Ingredients:
For the Chicken:
- 1 lb boneless, skinless chicken breasts, cooked and shredded
- 1 tablespoon olive oil
- 1 teaspoon ground cumin
- 1 teaspoon chili powder
- 1/2 teaspoon garlic powder
- 1/2 teaspoon onion powder
- Salt and pepper to taste
For the Tacos:
- 8 low-carb taco shells or lettuce leaves for a keto option
- 1 cup shredded cheddar cheese
- 1 cup shredded lettuce
- 1/2 cup diced tomatoes
- 1/4 cup diced red onions
- Sour cream and fresh cilantro for garnish (optional)
Instructions:
1. Preheat the Oven:
- Preheat your oven to 375°F (190°C).
2. Season the Chicken:
- In a bowl, mix the shredded chicken with olive oil, cumin, chili powder, garlic powder, onion powder, salt, and pepper. Toss until the chicken is well-coated with the spices.
3. Assemble the Tacos:
- Place the taco shells or lettuce leaves in a baking dish.
- Evenly distribute the seasoned shredded chicken among the taco shells.
4. Add Toppings:
- Sprinkle shredded cheddar cheese over the chicken.

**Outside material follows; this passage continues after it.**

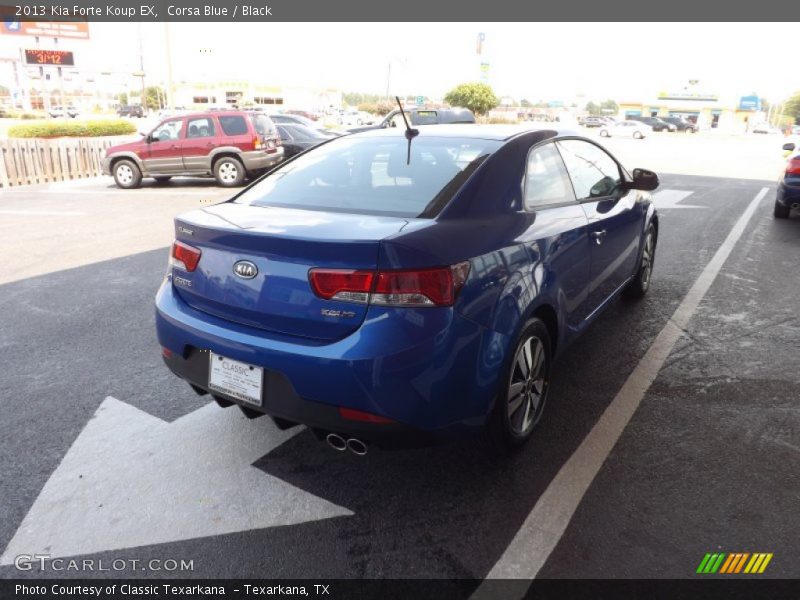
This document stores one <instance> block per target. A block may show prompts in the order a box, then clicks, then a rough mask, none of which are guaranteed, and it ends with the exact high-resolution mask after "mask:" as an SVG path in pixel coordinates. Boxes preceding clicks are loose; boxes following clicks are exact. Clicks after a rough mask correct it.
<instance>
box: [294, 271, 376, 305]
mask: <svg viewBox="0 0 800 600" xmlns="http://www.w3.org/2000/svg"><path fill="white" fill-rule="evenodd" d="M374 277H375V273H373V272H372V271H351V270H346V269H311V270H310V271H309V272H308V280H309V282H310V283H311V287H312V289H313V290H314V293H315V294H316V295H317V296H319V297H320V298H325V299H326V300H345V301H347V302H360V303H362V304H366V302H367V301H368V300H369V292H370V290H371V289H372V281H373V279H374Z"/></svg>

- Add diced tomatoes, diced red onions, and shredded lettuce on top.
5. Bake:
- Bake in the preheated oven for about 10-12 minutes, or until the cheese is melted, and the tacos are heated through.
6. Garnish and Serve:
- Remove from the oven and garnish with sour cream and fresh cilantro if desired.